I’m a big fan of partnering with an outside firm to conduct an employee survey to measure the pulse of engagement. Relying on leadership and or Human resources to determine employee engagement is inconclusive. If you’re going to have your annual health physical, your doctor will run blood work and other diagnostic tests in addition to his physical exam. This is what a survey provides an organization- a real-time diagnostic tool. I also suggest using an outside consultant who is trained in designing and interpreting survey results, with industry benchmarks to compare how you are performance vs your peer group. Companies that conduct their own surveys miss important industry benchmark data while risking the survey being perceived by employees as lacking confidentiality.
What are the common causes of employee disengagement?

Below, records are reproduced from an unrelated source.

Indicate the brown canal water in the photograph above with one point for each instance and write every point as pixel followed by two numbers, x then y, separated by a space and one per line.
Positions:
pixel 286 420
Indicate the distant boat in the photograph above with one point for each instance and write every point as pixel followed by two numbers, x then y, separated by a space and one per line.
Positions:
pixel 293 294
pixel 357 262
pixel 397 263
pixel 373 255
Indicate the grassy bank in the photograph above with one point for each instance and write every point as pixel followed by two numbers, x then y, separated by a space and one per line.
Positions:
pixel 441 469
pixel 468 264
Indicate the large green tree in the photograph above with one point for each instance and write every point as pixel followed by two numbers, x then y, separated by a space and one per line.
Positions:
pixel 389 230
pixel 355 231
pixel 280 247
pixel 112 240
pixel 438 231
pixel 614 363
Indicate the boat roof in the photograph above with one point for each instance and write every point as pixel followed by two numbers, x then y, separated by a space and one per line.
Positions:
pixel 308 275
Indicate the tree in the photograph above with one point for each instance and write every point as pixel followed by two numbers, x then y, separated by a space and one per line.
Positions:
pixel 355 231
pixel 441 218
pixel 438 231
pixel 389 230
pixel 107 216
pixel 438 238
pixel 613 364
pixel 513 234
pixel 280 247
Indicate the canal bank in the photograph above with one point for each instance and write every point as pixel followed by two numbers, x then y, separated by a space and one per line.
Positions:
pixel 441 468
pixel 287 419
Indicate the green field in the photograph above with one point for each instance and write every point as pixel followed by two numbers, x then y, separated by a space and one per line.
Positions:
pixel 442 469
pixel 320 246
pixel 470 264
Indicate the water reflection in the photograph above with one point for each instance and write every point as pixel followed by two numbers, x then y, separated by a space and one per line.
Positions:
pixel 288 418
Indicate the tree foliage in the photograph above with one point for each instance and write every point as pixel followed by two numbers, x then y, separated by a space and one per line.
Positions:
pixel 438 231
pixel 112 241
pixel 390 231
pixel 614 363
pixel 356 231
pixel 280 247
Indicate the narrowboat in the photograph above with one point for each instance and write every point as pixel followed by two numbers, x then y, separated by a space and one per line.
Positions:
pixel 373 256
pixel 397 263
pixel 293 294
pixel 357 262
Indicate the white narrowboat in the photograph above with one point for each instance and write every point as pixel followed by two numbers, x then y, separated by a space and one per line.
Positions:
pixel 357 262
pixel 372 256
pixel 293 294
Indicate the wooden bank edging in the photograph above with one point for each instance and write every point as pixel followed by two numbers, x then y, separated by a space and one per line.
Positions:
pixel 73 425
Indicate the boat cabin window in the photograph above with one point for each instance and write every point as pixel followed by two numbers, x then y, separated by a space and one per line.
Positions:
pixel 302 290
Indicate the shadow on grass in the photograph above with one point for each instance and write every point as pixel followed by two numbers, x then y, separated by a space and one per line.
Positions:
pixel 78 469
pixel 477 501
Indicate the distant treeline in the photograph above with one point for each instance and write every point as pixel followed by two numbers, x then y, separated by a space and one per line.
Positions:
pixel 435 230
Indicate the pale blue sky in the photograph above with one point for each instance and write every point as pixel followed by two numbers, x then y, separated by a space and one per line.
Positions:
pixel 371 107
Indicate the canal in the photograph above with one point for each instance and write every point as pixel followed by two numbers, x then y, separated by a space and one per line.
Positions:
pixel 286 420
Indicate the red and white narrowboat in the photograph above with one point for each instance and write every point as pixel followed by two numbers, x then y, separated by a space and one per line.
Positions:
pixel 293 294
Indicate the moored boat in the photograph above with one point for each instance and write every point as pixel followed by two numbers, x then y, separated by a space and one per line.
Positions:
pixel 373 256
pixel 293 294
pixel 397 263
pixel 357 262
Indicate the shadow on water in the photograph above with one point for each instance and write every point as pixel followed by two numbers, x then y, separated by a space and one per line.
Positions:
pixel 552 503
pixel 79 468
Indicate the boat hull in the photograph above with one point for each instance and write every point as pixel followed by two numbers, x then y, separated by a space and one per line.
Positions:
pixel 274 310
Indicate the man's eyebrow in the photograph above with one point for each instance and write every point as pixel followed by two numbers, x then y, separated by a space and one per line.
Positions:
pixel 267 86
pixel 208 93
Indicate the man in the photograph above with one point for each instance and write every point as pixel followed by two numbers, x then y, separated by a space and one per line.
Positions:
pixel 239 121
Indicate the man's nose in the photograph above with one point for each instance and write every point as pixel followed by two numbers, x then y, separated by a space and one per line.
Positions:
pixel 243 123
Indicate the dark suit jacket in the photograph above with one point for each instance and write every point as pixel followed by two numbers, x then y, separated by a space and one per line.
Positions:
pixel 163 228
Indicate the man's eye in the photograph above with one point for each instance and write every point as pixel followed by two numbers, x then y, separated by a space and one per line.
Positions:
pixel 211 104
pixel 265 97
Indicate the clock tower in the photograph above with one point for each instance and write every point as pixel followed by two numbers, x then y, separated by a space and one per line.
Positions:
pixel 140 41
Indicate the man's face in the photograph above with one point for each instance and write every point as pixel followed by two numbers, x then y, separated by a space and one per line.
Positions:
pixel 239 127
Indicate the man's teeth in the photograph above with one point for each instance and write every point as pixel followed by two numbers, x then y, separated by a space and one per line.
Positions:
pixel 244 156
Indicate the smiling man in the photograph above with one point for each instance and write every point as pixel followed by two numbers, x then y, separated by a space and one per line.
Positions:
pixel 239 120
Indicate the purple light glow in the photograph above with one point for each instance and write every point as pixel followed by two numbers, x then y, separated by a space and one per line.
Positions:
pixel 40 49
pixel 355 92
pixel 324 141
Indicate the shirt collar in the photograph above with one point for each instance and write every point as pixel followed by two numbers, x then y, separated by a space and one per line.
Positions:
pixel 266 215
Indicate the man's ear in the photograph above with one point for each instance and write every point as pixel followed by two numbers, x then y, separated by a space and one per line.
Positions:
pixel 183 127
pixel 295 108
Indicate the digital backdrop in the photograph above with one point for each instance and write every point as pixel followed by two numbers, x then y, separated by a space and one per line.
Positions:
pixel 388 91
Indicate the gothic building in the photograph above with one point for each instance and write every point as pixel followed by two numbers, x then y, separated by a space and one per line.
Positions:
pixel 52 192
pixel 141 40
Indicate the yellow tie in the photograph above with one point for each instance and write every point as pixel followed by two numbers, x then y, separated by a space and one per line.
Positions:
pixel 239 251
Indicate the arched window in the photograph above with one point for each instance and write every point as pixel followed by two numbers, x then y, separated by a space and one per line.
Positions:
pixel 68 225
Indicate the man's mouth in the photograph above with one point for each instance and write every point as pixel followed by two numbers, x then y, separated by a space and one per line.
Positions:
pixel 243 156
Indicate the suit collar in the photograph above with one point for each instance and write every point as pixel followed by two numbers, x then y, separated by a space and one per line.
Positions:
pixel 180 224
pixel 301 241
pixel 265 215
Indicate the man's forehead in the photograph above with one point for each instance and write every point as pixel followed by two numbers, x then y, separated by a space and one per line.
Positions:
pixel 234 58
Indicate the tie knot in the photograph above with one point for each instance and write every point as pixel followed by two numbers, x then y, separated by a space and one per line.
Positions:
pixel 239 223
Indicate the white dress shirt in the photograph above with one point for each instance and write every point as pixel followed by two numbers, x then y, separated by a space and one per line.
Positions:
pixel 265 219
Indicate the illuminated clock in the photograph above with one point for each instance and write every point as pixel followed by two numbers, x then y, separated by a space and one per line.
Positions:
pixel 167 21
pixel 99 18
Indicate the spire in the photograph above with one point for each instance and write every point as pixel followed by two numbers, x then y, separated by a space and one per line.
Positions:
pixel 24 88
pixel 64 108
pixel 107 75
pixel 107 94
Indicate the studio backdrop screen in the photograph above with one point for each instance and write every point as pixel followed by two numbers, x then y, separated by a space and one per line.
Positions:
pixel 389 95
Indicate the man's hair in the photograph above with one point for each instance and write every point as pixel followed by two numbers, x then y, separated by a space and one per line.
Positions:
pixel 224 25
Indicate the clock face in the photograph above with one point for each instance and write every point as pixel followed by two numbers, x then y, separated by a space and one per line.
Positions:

At the individual level, it is often a dysfunctional relationship between a boss and an employee (the usual #1 cause of disengagement at the individual level). At the organization level, it is often a lack of trust with top leaders, and/or a dysfunctional communication process (line of sight is a significant engagement driver – where are we going / how are we doing / and how am I performing). Sometimes it is caused by the perception that leadership does not care about the well-being of employees.
What are the drivers of employee engagement in today’s fast-moving world?
I just gave a keynote presentation called, Empathy is the New Black. Studies show that a lack of Trust is the #1 driver of disengagement, and the number one ways leaders demonstrate trust is to show empathy and care for their employees.
What makes a really effective employee engagement programme? Any best practices to share.
Employee Engagement is not a program, and should never be considered a program. It is part of one’s culture, and includes many factors – fair and consistent rewards and recognition programs; understanding who you are and hiring people into your organization who embody the behaviors and traits of who you are; a robust, transparent, and circular communication process and culture; leaders and managers who are trained in ‘soft skills’; competitive benefits and compensation programs; training and development programs.
Commit to communicating with all employees every month from the C-Suite level, weekly at the first line level. Invest more in training and development than your peer group. Pay at the 50% level, but incentivize at the 75% or higher level (engagement is about building a culture of high performance so one needs to sure they’re truly recognizing and paying for top performance).